Vice-President of the Central Bank
- In office 1977–1981
- President: Augusto Pinochet
- Preceded by: Álvaro Bardón

Personal details
- Born: 5 January 1942 Santiago, Chile
- Died: 5 October 2021 (aged 79) Santiago, Chile
- Party: Independent Democratic Union
- Spouse: Pabla Emilia Fontaine Andrade ​ ​(m. 1966)​
- Children: Four
- Parent(s): Marco Antonio de la Cuadra Poisson Adriana Fabres Pinto
- Education: Pontifical Catholic University of Chile; University of Chicago;
- Occupation: Economist, politician

= Sergio de la Cuadra =

Chilean economist (1942–2021)

Sergio de la Cuadra Fabres (5 January 1942 – 5 October 2021) was a Chilean economist and politician, a member of the Independent Democratic Union (UDI).

He served as President of the Central Bank of Chile and as Minister of Finance during the military dictatorship of General Augusto Pinochet.

== Family and education ==
De la Cuadra was born in Santiago de Chile on 5 January 1942, the son of Adriana Fabres Pinto and the former radical minister and deputy Marco Antonio de la Cuadra Poisson, and the brother of Arturo de la Cuadra Poisson, who served as intendant of the provinces of Aysén and Magallanes.

He completed his higher education in business and economics at the Pontifical Catholic University of Chile (PUC) and later earned a master’s and PhD degree from the University of Chicago.

In 1966 he married Pabla Emilia Fontaine Andrade, with whom he had four children: Francisco Javier (a business administrator), Juan Carlos (a surgeon), Natalia and Paula.

== Professional career ==
A member of the so-called Chicago Boys, de la Cuadra took part in the economic management of Chile during the Pinochet regime.

He served as Vice President of the Central Bank of Chile between 1977 and 1981, and as its President from 1981 to 22 April 1982, when he was appointed by Pinochet as Minister of Finance, a position he held until 30 August of that year. After leaving the Finance Ministry, he joined the legislative commissions of the Military Government Junta.

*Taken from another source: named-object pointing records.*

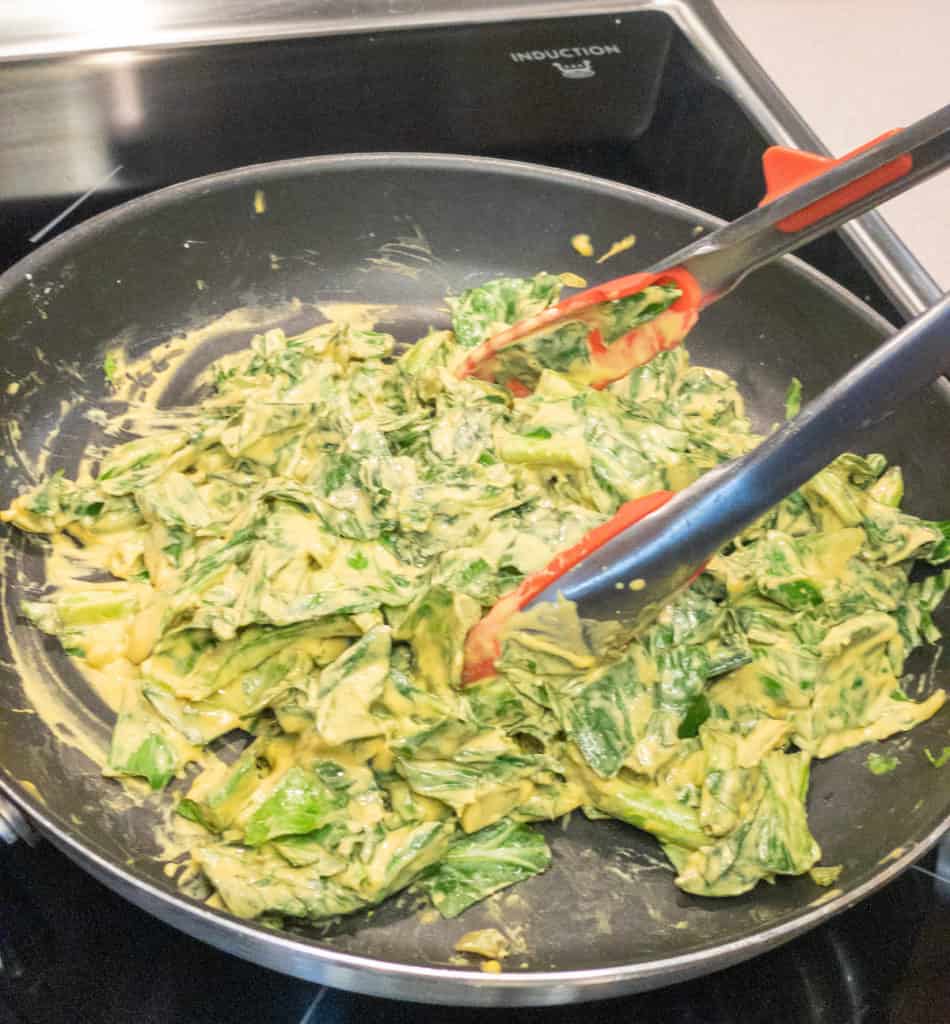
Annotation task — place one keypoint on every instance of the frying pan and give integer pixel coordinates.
(403, 230)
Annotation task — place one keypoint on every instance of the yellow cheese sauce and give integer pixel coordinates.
(271, 584)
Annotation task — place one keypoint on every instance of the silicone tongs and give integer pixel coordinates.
(665, 540)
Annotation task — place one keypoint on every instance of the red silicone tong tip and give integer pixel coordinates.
(482, 646)
(479, 360)
(786, 169)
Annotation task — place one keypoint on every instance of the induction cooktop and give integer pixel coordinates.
(657, 95)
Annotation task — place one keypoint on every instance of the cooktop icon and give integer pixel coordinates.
(583, 70)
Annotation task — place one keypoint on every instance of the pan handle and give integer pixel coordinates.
(13, 824)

Among other activities, he was partner and president of Forecast Consultorías e Inversiones S.A., an economic advisory firm he co-founded with economist Ángel Cabrera. He was also an active promoter of Chile’s capital markets through various sectoral studies and publications. He served as a director of several companies, including the Banco de Chile, where he was part of the board that oversaw its restructuring after the 1980s financial crisis; he served on that board from 1987 to 1989.

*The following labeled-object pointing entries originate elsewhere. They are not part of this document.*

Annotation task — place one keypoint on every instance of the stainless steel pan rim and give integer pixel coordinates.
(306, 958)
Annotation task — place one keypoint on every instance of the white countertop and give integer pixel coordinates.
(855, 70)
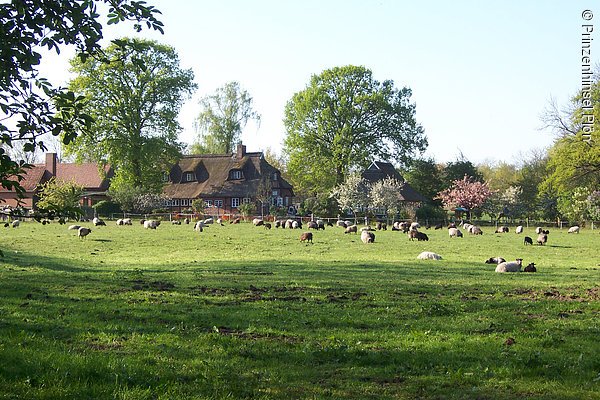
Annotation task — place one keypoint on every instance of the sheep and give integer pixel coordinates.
(495, 260)
(98, 222)
(454, 232)
(83, 232)
(542, 239)
(510, 266)
(530, 268)
(306, 237)
(351, 229)
(151, 224)
(367, 237)
(428, 255)
(257, 222)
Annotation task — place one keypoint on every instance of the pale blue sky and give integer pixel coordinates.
(481, 74)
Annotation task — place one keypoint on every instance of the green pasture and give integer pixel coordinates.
(241, 312)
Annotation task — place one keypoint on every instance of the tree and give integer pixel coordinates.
(466, 192)
(135, 100)
(341, 121)
(222, 119)
(352, 194)
(30, 106)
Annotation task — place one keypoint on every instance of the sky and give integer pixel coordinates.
(481, 73)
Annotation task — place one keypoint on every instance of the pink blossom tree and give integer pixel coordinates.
(467, 193)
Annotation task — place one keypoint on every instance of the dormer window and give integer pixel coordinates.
(190, 177)
(235, 174)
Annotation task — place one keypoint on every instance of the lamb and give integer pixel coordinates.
(151, 224)
(306, 237)
(530, 268)
(510, 266)
(542, 239)
(495, 260)
(351, 229)
(83, 232)
(367, 237)
(454, 232)
(98, 222)
(428, 255)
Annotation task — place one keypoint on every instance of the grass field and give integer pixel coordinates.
(241, 312)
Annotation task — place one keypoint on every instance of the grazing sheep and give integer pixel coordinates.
(429, 255)
(530, 268)
(510, 266)
(83, 232)
(367, 237)
(151, 224)
(454, 232)
(351, 229)
(495, 260)
(257, 222)
(542, 239)
(98, 222)
(306, 237)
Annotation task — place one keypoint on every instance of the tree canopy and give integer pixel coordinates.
(135, 101)
(223, 117)
(344, 119)
(30, 106)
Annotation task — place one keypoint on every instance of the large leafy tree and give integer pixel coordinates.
(341, 121)
(223, 117)
(135, 100)
(30, 106)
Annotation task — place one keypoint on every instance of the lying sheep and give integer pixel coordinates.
(428, 255)
(510, 266)
(495, 260)
(306, 237)
(367, 237)
(83, 232)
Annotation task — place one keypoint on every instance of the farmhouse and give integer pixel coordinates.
(225, 182)
(94, 181)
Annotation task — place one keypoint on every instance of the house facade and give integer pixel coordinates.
(226, 181)
(94, 181)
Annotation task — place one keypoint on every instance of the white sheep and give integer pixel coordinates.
(429, 255)
(510, 266)
(83, 232)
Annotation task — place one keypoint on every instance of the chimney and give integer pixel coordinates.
(241, 151)
(51, 163)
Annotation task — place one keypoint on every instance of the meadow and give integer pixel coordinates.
(241, 312)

He also served on the boards of the Electronic Stock Exchange of Chile, Sociedad Química y Minera de Chile (SQM), Viña Concha y Toro, Banco Monex, Iansa, and Pesquera Itata (later Blumar, after the merger of Itata and El Golfo). He also served on the boards of Ceresita, Petroquim, and Forestal y Papelera Concepción. In academia, he was a member of the Council of Economics and Management at the Faculty of Economic and Administrative Sciences of the Pontifical Catholic University of Chile, and worked as an international consultant for various Latin American countries.